Sombras de Silêncio #75

Em meados do mês, num domingo a cheirar a saudade e a esperança, Carlos, Joana e Miguel juntaram os poucos bens que lhes restavam e partiram de comboio em direção a Tancos, enquanto pela capital se hasteavam bandeiras verde-rubras e A Portuguesa se cantarolava alegremente pelas ruas. Carlos pressentia que o problema não iria desaparecer, mas tinha a esperança de o amenizar com a distância. O facto de ir morar para uma casa que pertencia ao quartel também o tranquilizava.

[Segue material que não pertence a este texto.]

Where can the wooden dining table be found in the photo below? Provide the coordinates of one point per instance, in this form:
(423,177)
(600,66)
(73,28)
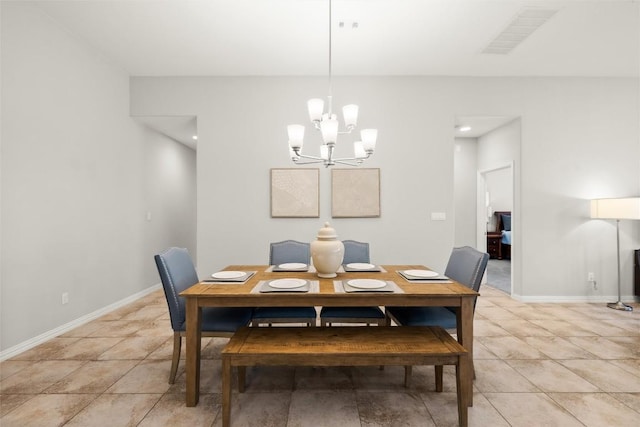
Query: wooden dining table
(432,293)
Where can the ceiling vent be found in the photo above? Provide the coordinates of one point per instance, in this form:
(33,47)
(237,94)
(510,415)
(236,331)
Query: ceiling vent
(521,27)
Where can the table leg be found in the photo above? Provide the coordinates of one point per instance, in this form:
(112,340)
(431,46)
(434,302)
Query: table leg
(465,338)
(226,392)
(194,319)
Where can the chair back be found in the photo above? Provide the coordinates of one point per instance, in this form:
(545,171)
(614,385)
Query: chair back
(355,251)
(289,251)
(177,273)
(467,266)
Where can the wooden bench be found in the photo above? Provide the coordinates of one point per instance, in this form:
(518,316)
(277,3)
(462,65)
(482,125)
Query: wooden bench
(343,346)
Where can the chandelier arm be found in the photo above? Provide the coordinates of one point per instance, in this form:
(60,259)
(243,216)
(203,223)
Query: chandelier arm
(304,156)
(313,162)
(348,163)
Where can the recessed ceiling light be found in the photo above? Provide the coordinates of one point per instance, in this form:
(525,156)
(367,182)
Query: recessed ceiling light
(348,25)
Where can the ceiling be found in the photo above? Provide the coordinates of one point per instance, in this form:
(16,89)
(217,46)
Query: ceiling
(393,37)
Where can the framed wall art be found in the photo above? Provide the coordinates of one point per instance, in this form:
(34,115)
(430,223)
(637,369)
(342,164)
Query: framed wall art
(295,193)
(355,193)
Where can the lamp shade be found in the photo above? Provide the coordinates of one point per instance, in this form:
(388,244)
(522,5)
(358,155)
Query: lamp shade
(369,137)
(622,208)
(296,135)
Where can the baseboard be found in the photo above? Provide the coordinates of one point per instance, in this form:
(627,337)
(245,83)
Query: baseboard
(572,299)
(30,343)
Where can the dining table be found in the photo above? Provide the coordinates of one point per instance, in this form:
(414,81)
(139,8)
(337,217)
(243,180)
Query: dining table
(443,292)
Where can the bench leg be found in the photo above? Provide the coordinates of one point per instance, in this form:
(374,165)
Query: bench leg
(226,392)
(407,375)
(242,375)
(175,359)
(438,371)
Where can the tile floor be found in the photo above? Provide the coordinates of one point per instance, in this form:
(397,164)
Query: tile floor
(536,365)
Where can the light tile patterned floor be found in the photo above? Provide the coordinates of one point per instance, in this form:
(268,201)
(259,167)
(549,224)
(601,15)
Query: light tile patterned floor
(536,365)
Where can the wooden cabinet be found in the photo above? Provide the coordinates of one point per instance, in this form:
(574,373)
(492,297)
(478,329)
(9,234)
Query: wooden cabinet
(494,246)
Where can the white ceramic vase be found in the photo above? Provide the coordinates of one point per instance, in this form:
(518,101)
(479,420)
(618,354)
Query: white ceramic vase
(327,252)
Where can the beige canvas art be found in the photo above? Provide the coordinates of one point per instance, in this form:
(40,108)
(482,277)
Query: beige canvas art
(355,193)
(295,193)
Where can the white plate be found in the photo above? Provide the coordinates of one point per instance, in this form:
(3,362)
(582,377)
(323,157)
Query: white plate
(228,274)
(292,265)
(422,273)
(367,283)
(360,266)
(287,283)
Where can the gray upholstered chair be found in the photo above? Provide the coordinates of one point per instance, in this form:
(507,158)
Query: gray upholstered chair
(280,253)
(177,273)
(467,266)
(353,252)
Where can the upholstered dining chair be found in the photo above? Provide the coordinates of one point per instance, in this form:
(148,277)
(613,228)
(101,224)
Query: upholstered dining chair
(466,266)
(279,253)
(354,251)
(177,273)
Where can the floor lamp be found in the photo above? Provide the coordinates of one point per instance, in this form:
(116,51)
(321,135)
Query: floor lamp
(624,208)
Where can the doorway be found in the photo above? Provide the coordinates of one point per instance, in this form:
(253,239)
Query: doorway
(485,176)
(495,213)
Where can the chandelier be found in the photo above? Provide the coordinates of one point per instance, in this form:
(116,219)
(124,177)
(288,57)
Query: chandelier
(327,124)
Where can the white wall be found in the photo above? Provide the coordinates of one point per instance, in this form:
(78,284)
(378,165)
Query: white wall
(75,172)
(580,139)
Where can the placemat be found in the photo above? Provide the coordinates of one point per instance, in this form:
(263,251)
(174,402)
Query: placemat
(375,269)
(414,279)
(340,288)
(237,280)
(312,286)
(273,269)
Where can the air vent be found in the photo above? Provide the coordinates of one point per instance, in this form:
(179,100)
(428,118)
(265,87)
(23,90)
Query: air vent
(521,27)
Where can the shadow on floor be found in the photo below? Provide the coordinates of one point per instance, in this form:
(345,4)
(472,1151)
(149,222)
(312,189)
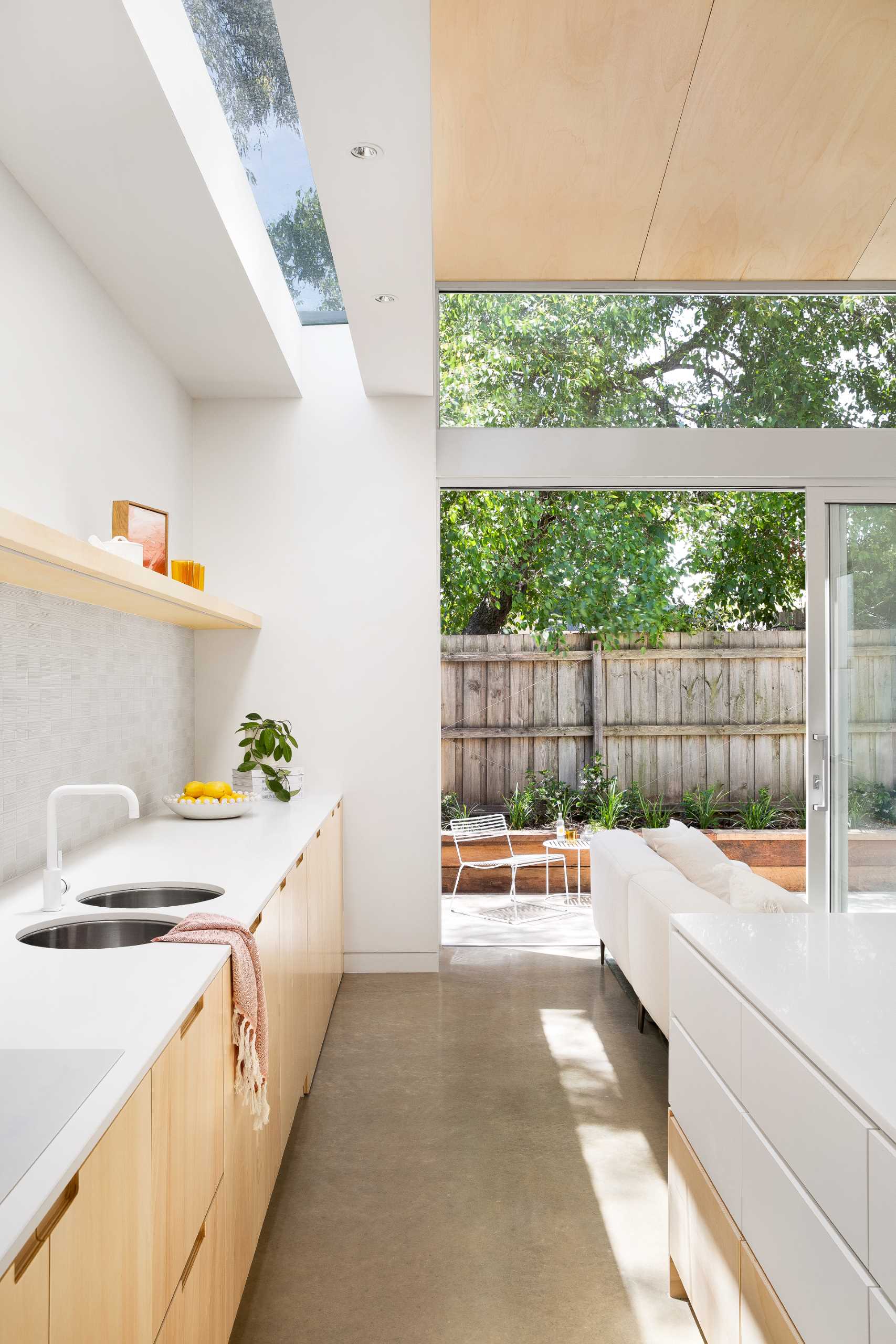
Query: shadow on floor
(481,1160)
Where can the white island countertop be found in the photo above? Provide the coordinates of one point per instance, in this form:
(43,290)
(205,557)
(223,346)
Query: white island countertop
(827,982)
(128,999)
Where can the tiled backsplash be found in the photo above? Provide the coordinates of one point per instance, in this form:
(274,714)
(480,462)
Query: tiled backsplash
(87,697)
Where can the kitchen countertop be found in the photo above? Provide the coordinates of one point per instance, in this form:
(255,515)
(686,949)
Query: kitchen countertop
(827,982)
(128,999)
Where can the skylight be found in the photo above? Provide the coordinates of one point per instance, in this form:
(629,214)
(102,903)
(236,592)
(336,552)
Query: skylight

Carlos e Joana subiram mudos o Tejo, ansiosos que o destino lhes reservasse melhores dias. À chegada, no pequeno apeadeiro, estava já um soldado para os ajudar a levar os pertences para a casa que o quartel lhes reservaria, a troco de uma retenção de parte do ordenado. O soldado ofereceu-lhes as boas-vindas em nome do comandante, que disponibilizara uma carroça puxada por dois equídeos para o frete. Carregaram-na e seguiram depois pela estrada de terra. Apesar de a casa pertencer às instalações do quartel ficava um pouco afastada dos edifícios principais. Tinha sido reparada há pouco tempo. A cal branca que banhava as paredes trazia o cheiro alentejano para a margem norte do rio, enquanto as diversas arestas estavam pintadas por um palmo amarelado. As portas e as portadas tinham sido envernizadas, mas mantinham a coloração natural. A casa tinha somente uma assoalhada, onde se distribuíam uma cozinha com vista para a estrada; dois quartos remediáveis e um compartimento para as arrumações. Excetuando a inexistência da latrina, as condições equiparavam-se às de Lisboa.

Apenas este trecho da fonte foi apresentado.